Он встряхнул волосами, будто заиндевевшими, потом пригладил их, восстановил пальцами пробор, затем перевел рычажок в положение «кран» и, завинтив крышечку на шампуне, поставил бутылку на полку рядом с зеркалом.
На складной сушилке висели необъятные трусики Лейлы-ханум с вышитой розочкой, озадаченной своим местоположением. И тут же почему-то вспомнился ему загульбинский пляж, точнее, отрезок пляжа, принадлежавший пансионату четвертого лечуправления, как ходили в плавках очень серьезные, седогрудые мужчины — «агыр кищелер», называют таких здесь «полновесные мужчины», — как церемонно, будто они в костюмах и галстуках, здоровались за руку друг с другом, справлялись о здоровье жен и детей, которых два часа тому назад видели в столовой, и как отец смеялся над ними. Афик тоже смеялся, потому что раздетый человек, надутый и важный, даже если он на своем кусочке пляжа, все равно что опечатка в книге. Интересно, а что думает отец по поводу этой розочки, так же ему смешно, как тогда на пляже? Хотя… а вдруг я не прав, подумал Афик, вдруг этот скрытый намек в цветке каким-то образом скрашивает брачные будни взрослых людей. А сколько раз в неделю они ЭТИМ занимаются? Изменяют они друг другу или нет?
Отец жарил яичницу с мелко нарезанными кусочками докторской колбасы. Затем поставил еще одну рюмку на стол и налил кубинского рома себе и Афику («пил такой, а? Уважаешь? Трехлетней выдержки!»), и так хорошо ром пошел у Афика, так хорошо, рюмочка за рюмочкой, на большой светлой и чистой кухне с окнами на бульвар, на море, под увлекательный отцовский рассказ об удачно выменянной древней монете, что отношение Афика к отцу как к человеку, совершенно не приспособленному к сегодняшнему дню, а потому, пусть косвенно, причастному ко многим его, Афика, неудачам в жизни, куда-то на время улетучилось, голос, каким он задавал отцу старательно подбираемые вопросы, становился раз от раза все более ломким, юношеским, зависимым.
Сейчас Афику казалось, что они сидят на Второй Параллельной и вот-вот в кухню войдет мама.

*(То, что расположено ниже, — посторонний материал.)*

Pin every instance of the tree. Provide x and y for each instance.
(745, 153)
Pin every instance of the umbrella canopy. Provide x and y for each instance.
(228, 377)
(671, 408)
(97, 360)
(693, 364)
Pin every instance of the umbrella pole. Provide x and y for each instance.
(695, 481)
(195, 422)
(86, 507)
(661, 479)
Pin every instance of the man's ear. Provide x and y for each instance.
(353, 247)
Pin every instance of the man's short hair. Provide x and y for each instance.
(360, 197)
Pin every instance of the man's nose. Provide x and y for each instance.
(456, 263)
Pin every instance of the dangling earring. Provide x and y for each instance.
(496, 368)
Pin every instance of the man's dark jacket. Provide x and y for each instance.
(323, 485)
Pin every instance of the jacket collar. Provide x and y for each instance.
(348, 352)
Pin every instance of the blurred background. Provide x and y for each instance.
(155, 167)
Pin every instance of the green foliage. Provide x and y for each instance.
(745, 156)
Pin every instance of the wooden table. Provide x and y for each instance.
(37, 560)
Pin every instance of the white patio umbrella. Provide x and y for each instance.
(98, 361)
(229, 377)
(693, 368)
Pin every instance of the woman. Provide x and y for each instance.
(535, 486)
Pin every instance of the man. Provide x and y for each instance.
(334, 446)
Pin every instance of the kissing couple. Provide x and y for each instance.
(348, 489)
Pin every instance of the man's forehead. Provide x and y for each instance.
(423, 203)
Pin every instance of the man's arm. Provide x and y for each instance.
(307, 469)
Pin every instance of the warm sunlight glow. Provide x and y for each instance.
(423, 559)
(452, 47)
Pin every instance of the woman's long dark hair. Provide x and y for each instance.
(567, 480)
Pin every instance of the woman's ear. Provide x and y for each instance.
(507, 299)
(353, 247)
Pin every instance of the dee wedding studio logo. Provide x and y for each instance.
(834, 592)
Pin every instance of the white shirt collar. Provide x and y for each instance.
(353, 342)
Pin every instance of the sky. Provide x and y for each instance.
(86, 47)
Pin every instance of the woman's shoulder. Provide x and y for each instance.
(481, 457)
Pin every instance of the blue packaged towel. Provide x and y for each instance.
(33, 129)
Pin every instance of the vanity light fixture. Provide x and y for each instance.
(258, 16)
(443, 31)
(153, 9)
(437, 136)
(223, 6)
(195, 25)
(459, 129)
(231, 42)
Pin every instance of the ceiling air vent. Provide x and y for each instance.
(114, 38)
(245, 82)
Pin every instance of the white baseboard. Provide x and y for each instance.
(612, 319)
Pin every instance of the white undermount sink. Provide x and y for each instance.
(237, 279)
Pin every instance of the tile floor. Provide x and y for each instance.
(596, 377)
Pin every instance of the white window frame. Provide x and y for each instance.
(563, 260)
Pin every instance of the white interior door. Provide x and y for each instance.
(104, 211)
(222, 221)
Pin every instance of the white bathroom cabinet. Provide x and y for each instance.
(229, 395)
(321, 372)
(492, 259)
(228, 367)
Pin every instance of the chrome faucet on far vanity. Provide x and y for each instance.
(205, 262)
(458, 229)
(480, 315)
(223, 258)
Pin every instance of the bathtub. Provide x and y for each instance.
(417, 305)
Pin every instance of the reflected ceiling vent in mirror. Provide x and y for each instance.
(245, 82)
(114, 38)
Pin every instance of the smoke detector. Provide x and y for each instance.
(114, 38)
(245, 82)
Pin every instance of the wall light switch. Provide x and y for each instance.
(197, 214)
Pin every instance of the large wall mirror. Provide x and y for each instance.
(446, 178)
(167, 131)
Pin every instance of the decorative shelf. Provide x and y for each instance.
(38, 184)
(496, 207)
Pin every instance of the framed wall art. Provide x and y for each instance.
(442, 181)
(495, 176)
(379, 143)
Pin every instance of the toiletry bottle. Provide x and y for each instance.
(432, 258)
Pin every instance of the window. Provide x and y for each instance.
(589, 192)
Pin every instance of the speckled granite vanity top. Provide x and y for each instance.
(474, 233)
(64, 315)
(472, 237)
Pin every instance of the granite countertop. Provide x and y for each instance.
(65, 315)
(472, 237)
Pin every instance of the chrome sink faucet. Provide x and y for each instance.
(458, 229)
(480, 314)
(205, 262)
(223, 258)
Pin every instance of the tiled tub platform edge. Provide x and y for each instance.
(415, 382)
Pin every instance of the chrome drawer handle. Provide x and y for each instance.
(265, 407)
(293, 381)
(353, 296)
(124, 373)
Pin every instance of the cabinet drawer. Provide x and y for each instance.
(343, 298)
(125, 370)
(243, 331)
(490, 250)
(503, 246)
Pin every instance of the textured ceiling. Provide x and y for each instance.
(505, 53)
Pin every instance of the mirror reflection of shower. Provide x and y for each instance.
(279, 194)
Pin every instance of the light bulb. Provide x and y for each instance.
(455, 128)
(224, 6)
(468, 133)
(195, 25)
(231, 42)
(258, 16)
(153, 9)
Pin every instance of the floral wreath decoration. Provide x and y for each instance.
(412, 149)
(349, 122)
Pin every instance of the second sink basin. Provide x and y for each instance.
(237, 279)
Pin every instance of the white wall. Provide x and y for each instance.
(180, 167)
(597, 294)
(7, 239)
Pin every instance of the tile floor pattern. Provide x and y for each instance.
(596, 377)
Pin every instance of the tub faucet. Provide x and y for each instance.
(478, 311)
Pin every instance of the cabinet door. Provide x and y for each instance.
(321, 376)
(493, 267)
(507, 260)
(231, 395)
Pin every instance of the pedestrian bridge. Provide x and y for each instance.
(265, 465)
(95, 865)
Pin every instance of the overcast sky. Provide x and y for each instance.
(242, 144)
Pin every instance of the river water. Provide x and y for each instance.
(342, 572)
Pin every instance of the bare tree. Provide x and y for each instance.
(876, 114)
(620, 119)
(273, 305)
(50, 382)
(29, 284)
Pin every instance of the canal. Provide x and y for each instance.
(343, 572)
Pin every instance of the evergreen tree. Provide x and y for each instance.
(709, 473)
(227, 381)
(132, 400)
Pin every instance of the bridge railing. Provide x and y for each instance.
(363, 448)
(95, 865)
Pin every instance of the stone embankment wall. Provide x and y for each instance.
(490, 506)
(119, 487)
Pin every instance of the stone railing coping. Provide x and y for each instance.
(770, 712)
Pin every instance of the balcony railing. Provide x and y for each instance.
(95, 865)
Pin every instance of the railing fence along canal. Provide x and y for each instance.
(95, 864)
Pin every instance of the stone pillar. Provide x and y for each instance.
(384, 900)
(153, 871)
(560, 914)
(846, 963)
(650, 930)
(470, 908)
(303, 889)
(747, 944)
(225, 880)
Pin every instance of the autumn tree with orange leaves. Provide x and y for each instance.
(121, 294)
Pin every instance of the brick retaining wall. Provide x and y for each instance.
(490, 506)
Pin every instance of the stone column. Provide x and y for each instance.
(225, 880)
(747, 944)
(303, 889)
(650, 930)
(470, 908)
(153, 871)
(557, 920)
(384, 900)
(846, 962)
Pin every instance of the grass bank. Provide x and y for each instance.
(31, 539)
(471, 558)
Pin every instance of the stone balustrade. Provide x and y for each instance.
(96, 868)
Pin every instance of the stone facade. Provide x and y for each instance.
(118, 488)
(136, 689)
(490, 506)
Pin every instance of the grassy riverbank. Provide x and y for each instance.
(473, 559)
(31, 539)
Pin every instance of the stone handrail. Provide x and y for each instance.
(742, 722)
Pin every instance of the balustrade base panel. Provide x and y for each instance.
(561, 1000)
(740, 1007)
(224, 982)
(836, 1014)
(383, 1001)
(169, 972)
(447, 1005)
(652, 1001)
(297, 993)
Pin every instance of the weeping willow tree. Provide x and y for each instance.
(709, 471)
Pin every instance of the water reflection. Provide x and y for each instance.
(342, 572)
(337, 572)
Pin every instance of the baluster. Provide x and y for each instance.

А еще Афик думал о том, что, если он действительно решится и уедет в Москву, ой, как тяжело ему там будет без отца, без его экскурсов в историю…
— Драхма?! Антиоха?! — как-то совсем уж по-школярски восхитился Афик и потянулся за сигаретой.
— А… ты покурить хочешь?.. Бери тогда рюмки и свой кофе, пошли ко мне в комнату, а то Лейла не переносит табачного дыма. Я там вентилятор включу.
«А вот мама переносила, когда отец курил одну за одной, — подумал Афик, — и высокие потолки нашей квартиры тут ни при чем, просто в этом „доме ста семейств“ ты! — папа — на последнем месте».
Отец включил вентилятор.
Афик закурил, устраиваясь в кресле под «Сборщицами хлопка» Шмавона Мангосарова[13], у которого когда-то, очень давно, брал уроки.
Взглянув на картину, написанную чистыми цветами, вспомнил, как старик говорил ему: «…что?! нельзя смешивать теплые цвета и холодные? Кто тебе это сказал? Да ты посмотри, разве в природе не намешано все?!» Кажется, они сидели тогда на бульваре, и Шмавон Григорьевич в подтверждение своей мысли показал на море, деревья, небо, зацепив взглядом и парашютную вышку.
А отец тем временем возился с секретером, потом долго открывал ларец, в том же псевдорусском стиле, что и входная дверь, копался-копался в нем, пока наконец не выудил монетку — «я ее отдельно держу», — и, не доходя до журнального столика, кинул ее Афику.
— Лови!
И Афик мягко поймал монету.
Отец вооружил его большой немецкой лупой.
Монета была белой, холодной, неверной окружности, с ямочкой на зализанном временем ребре. Он перевернул ее, внимательно вгляделся через лупу в профиль серьезного молодого мужчины.
Греческий нос. Плотно сжатые, тонкие губы с глубокой излучиной. Длинные, завитые волосы перехвачены ремешком. Волевой, устремленный в будущее глаз… Ему бы пестрый галстук и рубашку с воротничком на пуговках, и вполне современное лицо — лицо прагматика, интригана, дельца… Нет, этот Антиох точно бы и сегодня ко двору пришелся. Такие всегда ко двору, и не только к нашим — бакинским.
Корпус вентилятора развернулся в сторону стола.